Re: owl:sameAs - Harmful to provenance?

David Booth <david@dbooth.org> writes:
> Maybe someone can see a way to avoid this dilemma.  Maybe
> someone can figure out a way to distinguish between the
> "essential" properties that serve to identify a resource, and
> other "inessential" properties that the resource might have.
> If so, and the number of "essential" properties is finite,
> then indeed this problem could be avoided by requiring every
> URI owner to define all of the "essential" properties of the
> URI's denoted resource, or by prohibiting anyone but the URI
> owner from asserting any new "essential" properties of the
> resource (beyond those the URI owner had defined).  Or maybe
> there is another way around this dilemma.
>
> Unless some way around this dilemma is found, it seems
> unreasonably judgemental to accuse Arthur of misusing
> owl:sameAs in this case, since he didn't assert anything
> that was inconsistent with Owen's URI definition.


I think your analysis is good. My solution to avoiding the horns of the
dilemma is to take a different tack entirely, and to think about the
social aspects of how these graphs came to be produced. 
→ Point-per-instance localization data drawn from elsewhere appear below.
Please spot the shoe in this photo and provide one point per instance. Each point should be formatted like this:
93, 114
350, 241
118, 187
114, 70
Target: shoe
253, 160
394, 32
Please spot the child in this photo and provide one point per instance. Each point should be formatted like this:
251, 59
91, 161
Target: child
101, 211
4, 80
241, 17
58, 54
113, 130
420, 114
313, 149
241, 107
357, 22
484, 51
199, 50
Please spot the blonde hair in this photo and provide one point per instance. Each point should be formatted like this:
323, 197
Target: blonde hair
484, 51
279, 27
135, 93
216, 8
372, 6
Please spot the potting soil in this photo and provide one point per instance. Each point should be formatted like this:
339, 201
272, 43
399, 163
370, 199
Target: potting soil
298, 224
Owen has produced some data. Then Arthur, Aster and Alfred has both
extended it in ways which turn out to be incompatible, and yet they all
seem to be doing things that fulfil their respective use cases. So, in
one sense, there is no problem here at all. In each case, Arthur, Aster
and Alfred get everything to work, and everybody is happy. 
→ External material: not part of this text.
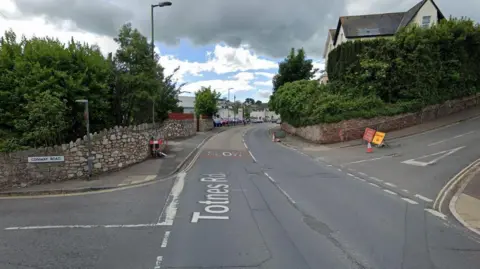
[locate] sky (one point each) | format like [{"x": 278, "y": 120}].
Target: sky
[{"x": 219, "y": 43}]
The problem comes when you try to integrate their work; now it breaks.
So, how to avoid this? They are two key ways: the first is to say, well,
okay, so now the graphs break, so lets get together and sort the problem
out. There are lots of ways you could change the graphs here so that the
problem goes away.

The other solution is to argue that if everybody follows a standard
rigidly, then this problem won't happen in the first place. The
difficulty here is not, for example, understanding the set theoretic
interpretation, but how to apply this to what ever it is that you are
trying to model. 

My experience has been that the former has significant costs, that
integrating post-hoc is expensive and time-consuming. However, my
experience of the latter approach, is that it is highly unscalable, and
results in very long and obscure philosophical debates. Essentially,
with the former you pay the cost of integration as you need it; in the
latter you pay the cost of integration all the time, whether you need it
or not. 

So, are the people in your example misuing owl:sameAs? Not if they are
answering the questions they need. Should they fix the problem with
integration? If they need to, to get better answers. But not until then. 


> But by that logic, Arthur would not be able to assert *anything*
> new about :x.  I.e., Arthur would not be allowed to assert
> any property whose value was not already entailed by Owen's
> definition!  And that would render RDF rather pointless.


Absolutely; the whole point of integrating data is that you want to say
things about knowledge that comes from other people. Otherwise, you
don't have integration, you just have a bunch of triples in the same
bucket. 

Phil

Received on Thursday, 4 April 2013 08:53:09 UTC